12 June 2015

The War on Terror



The Lucifer Effect by Zimbardo, 2007, Excerpts

The central premise of The War on Terror following the attacks of September 11, 2001 is that terrorism is the primary threat to national security and to the homeland and that it must be opposed by all means necessary. This ideological foundation has been used by virtually all nations as a device for gaining popular and military support for aggression, as well as repression. It was used freely by right-wing dictatorships in Brazil, Greece, and many other nations in the 1960s and ‘70s to justify torture and death-squad executions of their citizens who were positioned as the enemies of the state.
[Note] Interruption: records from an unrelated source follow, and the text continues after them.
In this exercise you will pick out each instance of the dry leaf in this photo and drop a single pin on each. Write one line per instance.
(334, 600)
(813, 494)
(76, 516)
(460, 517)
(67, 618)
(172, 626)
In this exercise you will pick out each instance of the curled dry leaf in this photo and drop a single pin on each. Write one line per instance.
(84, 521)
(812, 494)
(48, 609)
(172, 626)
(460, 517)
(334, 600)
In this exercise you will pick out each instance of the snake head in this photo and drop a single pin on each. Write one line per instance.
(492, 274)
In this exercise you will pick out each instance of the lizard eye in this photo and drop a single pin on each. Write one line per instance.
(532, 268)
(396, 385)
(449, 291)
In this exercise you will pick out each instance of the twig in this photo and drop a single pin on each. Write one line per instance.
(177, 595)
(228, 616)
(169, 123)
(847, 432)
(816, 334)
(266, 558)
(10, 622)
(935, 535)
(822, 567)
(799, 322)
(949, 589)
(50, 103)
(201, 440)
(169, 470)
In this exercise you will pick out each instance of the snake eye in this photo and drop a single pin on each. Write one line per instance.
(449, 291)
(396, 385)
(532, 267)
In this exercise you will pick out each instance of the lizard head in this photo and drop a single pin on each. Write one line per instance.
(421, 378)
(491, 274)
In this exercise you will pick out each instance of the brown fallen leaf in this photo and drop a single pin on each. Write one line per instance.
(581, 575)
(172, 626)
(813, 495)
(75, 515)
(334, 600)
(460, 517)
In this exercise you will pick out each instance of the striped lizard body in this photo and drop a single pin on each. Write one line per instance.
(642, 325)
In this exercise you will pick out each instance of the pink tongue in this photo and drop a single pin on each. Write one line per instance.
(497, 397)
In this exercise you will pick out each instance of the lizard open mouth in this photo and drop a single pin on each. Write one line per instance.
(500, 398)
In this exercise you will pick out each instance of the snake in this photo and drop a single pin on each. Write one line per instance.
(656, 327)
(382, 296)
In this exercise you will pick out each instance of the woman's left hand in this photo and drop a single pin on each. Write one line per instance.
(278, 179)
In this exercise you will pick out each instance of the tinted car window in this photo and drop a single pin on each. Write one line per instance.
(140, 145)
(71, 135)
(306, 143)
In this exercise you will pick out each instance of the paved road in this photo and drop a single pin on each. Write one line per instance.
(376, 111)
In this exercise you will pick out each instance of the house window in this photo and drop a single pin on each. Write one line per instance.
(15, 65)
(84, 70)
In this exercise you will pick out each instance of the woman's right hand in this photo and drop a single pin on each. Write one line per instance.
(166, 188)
Fear is the State’s psychological weapon of choice to frighten citizens into sacrificing their basic freedoms and rule-of-law protections in exchange for the security promised by their all-powerful government. Fear is a method [French existentialist author Albert Camus]. Terror makes fear, and fear stops people from thinking rationally. It makes people think in abstractions about the enemy, the terrorists, the insurgents who threaten us, who thus must be destroyed. Once we begin thinking of people as a class of entities, as abstractions, then they meld into “faces of the enemy,” and primitive impulses to kill and torture them surface even among ordinarily peaceful people. Fear was the linchpin that gained the majority support of the U.S. public.


The issue here is that by arousing and sustaining fear of an enemy at our gates, the Bush administration was able to position the president as the Almighty Commander in Chief of a nation at war. By calling himself “commander in chief” and vastly expanding the powers granted him by Congress, President Bush and his advisors came to believe that they were above national and international law and that therefore any of their policies were legal simply by asserting them in a newly recast official legal interpretation. The seeds for the flowers of evil that blossomed in that dark dungeon of Abu Ghraib were planted by the Bush administration in its triangular framing of national security threats, citizen fear and vulnerability, and interrogation/torture to win the war on terror.